Monday, November 29, 2010

In the Time it Takes

I've often referred to myself as an accidental tourist to this planet. I've stumbled upon careers, backed into higher education, tripped over motherhood, and fell down the rabbit hole of happily married.

And I've lost some things along the way, too. Some of those things I grievously wish I could have back. With others it took years to notice they were gone, and that I had been lugging ghosts around for most of the time, thinking they were real.

That brings us to writing. To me being a writer and doing writerly things such as writing, being published, flying to places where other writers gather and talking about writing. My stark confession is that all of it was as accidental as the rest of my life.

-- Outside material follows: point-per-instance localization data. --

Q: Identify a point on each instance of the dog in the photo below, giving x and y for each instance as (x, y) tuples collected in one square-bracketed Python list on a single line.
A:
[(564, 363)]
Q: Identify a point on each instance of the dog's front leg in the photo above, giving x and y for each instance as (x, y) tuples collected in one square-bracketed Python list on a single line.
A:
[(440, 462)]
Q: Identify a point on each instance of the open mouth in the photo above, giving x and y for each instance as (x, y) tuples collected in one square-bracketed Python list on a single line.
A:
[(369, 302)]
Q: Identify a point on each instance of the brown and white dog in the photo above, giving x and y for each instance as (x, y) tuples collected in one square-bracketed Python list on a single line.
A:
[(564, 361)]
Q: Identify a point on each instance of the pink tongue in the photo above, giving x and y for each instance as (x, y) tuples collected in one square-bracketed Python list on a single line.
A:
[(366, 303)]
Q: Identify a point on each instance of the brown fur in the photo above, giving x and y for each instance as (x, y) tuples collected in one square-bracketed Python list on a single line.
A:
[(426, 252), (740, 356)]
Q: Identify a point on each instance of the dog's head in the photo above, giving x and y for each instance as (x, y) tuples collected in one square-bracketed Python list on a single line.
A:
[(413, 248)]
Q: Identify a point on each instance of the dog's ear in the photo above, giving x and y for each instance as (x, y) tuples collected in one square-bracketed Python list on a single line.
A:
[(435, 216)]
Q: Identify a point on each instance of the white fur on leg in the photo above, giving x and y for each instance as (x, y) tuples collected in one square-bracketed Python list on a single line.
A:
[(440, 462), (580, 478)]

Let's be clear - by accidental I do not mean effortless. I didn't breeze in the doors of publication dreamland. I've worked hard to get where I am (wherever that may be), and to be as good a writer as I am at the moment (to whatever degree that may be). I can't think of a job I have held where I've worked as hard as I do being a writer.

But still, I never intended to be an author. I've always written - a hobby I acquired in my early teens. But being a writer? Isn't the job title preceded with the word "starving"? Happily, I was published quickly (relatively speaking), and found I was well received in certain writing circles. But those successes have led to challenges. Changes. More hard work.

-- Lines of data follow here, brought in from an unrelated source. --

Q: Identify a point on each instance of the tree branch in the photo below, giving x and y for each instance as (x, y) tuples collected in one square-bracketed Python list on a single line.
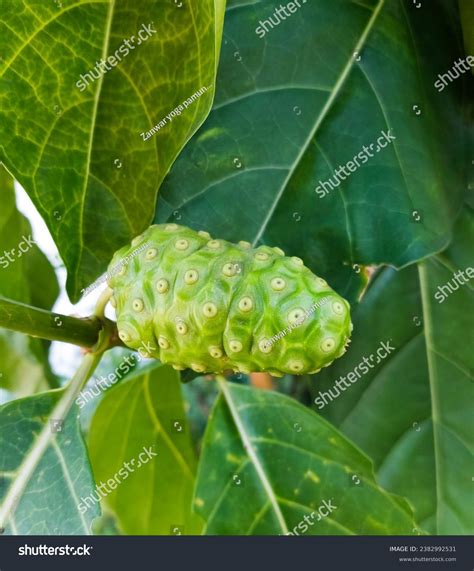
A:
[(53, 326)]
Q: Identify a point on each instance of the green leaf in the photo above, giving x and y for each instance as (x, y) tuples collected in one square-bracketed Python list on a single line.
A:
[(467, 16), (268, 462), (80, 154), (49, 504), (294, 105), (144, 411), (27, 277), (412, 412)]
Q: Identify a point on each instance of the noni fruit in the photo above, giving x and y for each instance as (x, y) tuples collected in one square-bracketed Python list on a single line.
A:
[(209, 305)]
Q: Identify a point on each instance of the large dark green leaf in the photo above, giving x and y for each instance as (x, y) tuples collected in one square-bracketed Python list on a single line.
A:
[(28, 277), (50, 503), (268, 462), (412, 413), (294, 105), (80, 154), (146, 411), (467, 15)]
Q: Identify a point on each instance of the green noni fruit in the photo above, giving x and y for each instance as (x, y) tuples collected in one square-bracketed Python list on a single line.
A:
[(210, 305)]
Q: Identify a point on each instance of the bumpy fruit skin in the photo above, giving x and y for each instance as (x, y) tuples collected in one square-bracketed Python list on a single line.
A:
[(209, 305)]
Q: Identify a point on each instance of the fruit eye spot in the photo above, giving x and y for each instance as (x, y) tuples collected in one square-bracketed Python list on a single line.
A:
[(124, 336), (182, 244), (229, 270), (235, 346), (328, 344), (181, 327), (246, 304), (151, 253), (265, 346), (197, 368), (162, 286), (191, 277), (338, 307), (262, 256), (137, 240), (209, 309), (278, 284), (295, 315), (296, 365), (215, 352)]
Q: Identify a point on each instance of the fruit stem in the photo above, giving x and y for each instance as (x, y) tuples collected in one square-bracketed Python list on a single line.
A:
[(44, 324)]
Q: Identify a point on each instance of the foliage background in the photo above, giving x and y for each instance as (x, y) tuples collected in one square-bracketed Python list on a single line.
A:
[(395, 451)]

I found that success in publication can often throw an author onto a treadmill of producing a book a year. This is a comfortable pace for some writers, even a bit slow for others who are able to toss off a couple of books a year. I'm not one of these writers. I'm not entirely sure why, though as I've examined the possibilities over the years, I keep coming to the conclusion that I may be in the back of the class when it comes to zippy-fast writing. I've found, no matter how hard I try to let the words fly, I cannot. My words don't fly. They drip. They dribble. They wane, surge, retreat.

Can I write a book a year? Should I try? Why wouldn't I?
It's a challenge I've been pondering.
A friend of mine has asked me to consider signing up for the challenge - 10 years, 10 novels.
I'm weighing it against the reality of who I am, how I write, and my need to write dense novels.
Another friend of mine, upon reading a short excerpt from my work-in-progress asked, "How do you pack so much into few words?"
And my answer is, "Slowly."
I can't compromise quality for speed. I mean, I CAN, I'm capable (I think?), but I can't do it.
I haven't stepped off the treadmill entirely - there have been many changes in the past year that I hope to be able to share with you soon. When the time is right.
The New Year is coming, and I'm thinking about what in my life I should resolve. And one of those things is my resolve to commit to the art of fiction writing.
Art for art's sake.
And all the rest?
That takes faith.

I bid you good writing.


Jan Cline said...

For me, writing a book a year would depend on what other things I am willing to give up to make that happen. Sometimes life happens and the book doesnt! Lots to think about - good post.

Steve G said...

It is amazing that one can be an accidental tourist for years! I think it is cool that one can be going along one's way in life and get totally sidetracked. I do it in much shorter time frames but... squirrel!

I love this post. I think it also indicates you are moving from the accidental tourist into the "I love this place so I think I will move here and settle down".

Nikole Hahn said...

I'd say write one every two years. This way your words can dribble and drip and the stress doesn't coexist with your dribble and dripping.